September 8, 2022

 

Pork prices in the Philippines continue to rise

 

 

MUFG Global Markets Research said pork prices in the Philippines continue to rise due to the ongoing African Swine Fever (ASF) outbreak, cost of livestock feed going up, and increased fuel prices, BusinessWorld reported.

 

In a report, MUFG Global Markets Research analyst Sophia Ng said that rising pork prices would keep inflation high in the nation.

 

In addition to higher energy inflation, she said food inflation has been the main driver of overall inflation in the Philippines since early 2020, and food inflation itself has been primarily pressured by higher prices of meat and fish.

 

Adding 1.4 percentage points (ppts) on average in the first seven months of 2022, according to Ng, food inflation is still the main driver of overall inflation, followed by transport prices at 1.2 ppts. Fish and meat prices contributed 0.4 ppts each to overall inflation so far this year.

 

Given that pork is one of the most popular meats consumed per person in the Philippines, she said that a significant portion of pork prices would fall under the meat category.

 

Aside from ASF, rising animal feed costs—caused by the Russia-Ukraine war, which disrupted the world feed wheat supply—have also had an impact on pork prices.

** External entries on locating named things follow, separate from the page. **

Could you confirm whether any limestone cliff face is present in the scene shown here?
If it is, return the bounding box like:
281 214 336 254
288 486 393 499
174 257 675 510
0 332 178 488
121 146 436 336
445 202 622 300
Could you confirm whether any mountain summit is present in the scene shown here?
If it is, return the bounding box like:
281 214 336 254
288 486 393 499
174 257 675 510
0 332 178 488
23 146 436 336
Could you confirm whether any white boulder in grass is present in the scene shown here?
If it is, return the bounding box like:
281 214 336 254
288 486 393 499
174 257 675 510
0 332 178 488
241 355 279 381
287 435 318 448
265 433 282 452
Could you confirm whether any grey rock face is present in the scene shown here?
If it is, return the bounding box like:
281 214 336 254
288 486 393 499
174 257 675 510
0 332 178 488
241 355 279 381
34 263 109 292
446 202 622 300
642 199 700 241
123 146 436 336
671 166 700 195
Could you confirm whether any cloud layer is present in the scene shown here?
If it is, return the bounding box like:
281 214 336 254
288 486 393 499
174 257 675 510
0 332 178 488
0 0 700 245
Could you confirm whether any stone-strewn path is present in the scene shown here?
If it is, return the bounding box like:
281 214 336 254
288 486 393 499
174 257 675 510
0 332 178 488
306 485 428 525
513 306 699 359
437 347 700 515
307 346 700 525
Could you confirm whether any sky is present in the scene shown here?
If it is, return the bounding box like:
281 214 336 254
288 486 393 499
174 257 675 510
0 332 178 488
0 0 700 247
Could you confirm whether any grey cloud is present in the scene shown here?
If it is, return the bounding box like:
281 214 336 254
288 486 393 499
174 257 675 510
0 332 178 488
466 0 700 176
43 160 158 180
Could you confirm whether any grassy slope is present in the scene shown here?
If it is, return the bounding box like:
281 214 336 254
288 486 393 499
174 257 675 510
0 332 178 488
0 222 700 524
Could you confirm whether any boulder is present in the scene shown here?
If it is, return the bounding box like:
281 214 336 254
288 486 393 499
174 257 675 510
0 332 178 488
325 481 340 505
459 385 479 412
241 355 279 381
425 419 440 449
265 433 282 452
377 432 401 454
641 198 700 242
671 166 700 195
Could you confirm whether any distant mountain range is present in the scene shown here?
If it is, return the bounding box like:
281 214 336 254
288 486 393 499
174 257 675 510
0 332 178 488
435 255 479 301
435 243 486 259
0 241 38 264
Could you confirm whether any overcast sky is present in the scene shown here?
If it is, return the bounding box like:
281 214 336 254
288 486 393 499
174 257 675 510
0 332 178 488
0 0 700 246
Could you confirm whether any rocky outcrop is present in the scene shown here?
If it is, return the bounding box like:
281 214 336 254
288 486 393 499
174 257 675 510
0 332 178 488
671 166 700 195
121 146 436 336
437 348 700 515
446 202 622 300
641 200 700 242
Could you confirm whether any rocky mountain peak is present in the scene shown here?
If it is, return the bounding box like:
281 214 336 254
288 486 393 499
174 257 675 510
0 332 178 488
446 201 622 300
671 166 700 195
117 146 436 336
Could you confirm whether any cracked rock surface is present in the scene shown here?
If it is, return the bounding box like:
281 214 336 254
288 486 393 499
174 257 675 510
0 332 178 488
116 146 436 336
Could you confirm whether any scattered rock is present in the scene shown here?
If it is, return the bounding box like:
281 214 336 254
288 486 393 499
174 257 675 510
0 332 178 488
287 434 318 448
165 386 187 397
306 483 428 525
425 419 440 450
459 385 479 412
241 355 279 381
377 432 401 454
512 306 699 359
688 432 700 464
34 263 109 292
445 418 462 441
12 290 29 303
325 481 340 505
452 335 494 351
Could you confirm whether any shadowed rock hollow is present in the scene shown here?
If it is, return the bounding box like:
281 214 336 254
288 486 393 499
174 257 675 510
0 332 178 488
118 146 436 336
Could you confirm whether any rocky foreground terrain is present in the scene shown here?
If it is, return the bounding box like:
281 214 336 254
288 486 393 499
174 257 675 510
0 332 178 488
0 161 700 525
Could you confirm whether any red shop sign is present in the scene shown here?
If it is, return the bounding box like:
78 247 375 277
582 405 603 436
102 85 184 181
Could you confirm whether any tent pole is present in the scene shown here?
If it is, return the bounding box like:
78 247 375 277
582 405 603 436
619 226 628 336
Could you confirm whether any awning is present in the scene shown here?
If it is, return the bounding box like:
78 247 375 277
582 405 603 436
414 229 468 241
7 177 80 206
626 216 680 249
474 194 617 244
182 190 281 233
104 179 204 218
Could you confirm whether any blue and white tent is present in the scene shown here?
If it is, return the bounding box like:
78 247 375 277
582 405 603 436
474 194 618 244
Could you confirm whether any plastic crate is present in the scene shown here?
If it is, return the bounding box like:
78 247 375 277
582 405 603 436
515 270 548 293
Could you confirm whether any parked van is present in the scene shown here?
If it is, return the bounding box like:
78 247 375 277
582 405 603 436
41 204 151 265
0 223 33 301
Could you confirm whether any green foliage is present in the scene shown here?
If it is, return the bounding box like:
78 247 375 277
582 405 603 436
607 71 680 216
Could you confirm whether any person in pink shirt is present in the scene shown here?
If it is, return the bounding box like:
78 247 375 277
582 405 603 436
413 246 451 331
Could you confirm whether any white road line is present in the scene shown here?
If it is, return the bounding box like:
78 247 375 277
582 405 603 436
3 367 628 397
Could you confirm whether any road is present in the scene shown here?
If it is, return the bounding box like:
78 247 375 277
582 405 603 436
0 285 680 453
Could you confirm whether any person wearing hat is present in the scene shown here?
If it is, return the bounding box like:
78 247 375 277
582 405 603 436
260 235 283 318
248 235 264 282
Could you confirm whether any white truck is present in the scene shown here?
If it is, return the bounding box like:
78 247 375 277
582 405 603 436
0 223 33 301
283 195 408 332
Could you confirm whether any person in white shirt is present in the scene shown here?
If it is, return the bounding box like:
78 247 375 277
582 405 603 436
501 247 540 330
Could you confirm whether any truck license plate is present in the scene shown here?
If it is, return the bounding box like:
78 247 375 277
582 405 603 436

Due to the increase in fertiliser prices, the cost of corn, which is used as a substitute, has also increased.

 

Ng said farmers also pay more for transportation due to the increase in pump prices.

 

In June, the price of swine raised in backyard farms for slaughter reached a record PHP 186.54 (~US$3.26; PHP 10 = US$0.18) per kg, and it is anticipated to rise even further.

 

She said farmgate prices of hogs for slaughter in backyard farms will remain high, possibly between 14-18% year over year in the second half of 2022, up from 12.2% year over year in the first half of 2022 and a 39.1% year-on-year increase for the entire year of 2021 due to the ongoing supply deficit of pork caused by the prevalence of the ASF, with recovery still a long way off.

 

The local swine population has decreased by 4.5%, from 9.9 million at the beginning of 2021 to 9.4 million as of January 1, as a result of the ASF outbreak.

 

Ng said the supply of pork is anticipated to remain low this year. She cited the National Economic and Development Authority's (NEDA) prediction of a 65,800 metric tonne deficit in the supply of pork, adding that prices were largely unaffected by the government's decision to lower tariffs in order to increase imports of frozen pork.

 

She said given the current trend, total pork imports this year are probably going to surpass those seen in 2016. However, this won't significantly lower pork prices because traders will continue to raise prices by taking advantage of the low domestic supply. Additionally, the ongoing ASF hinders farmers' efforts to increase pork production.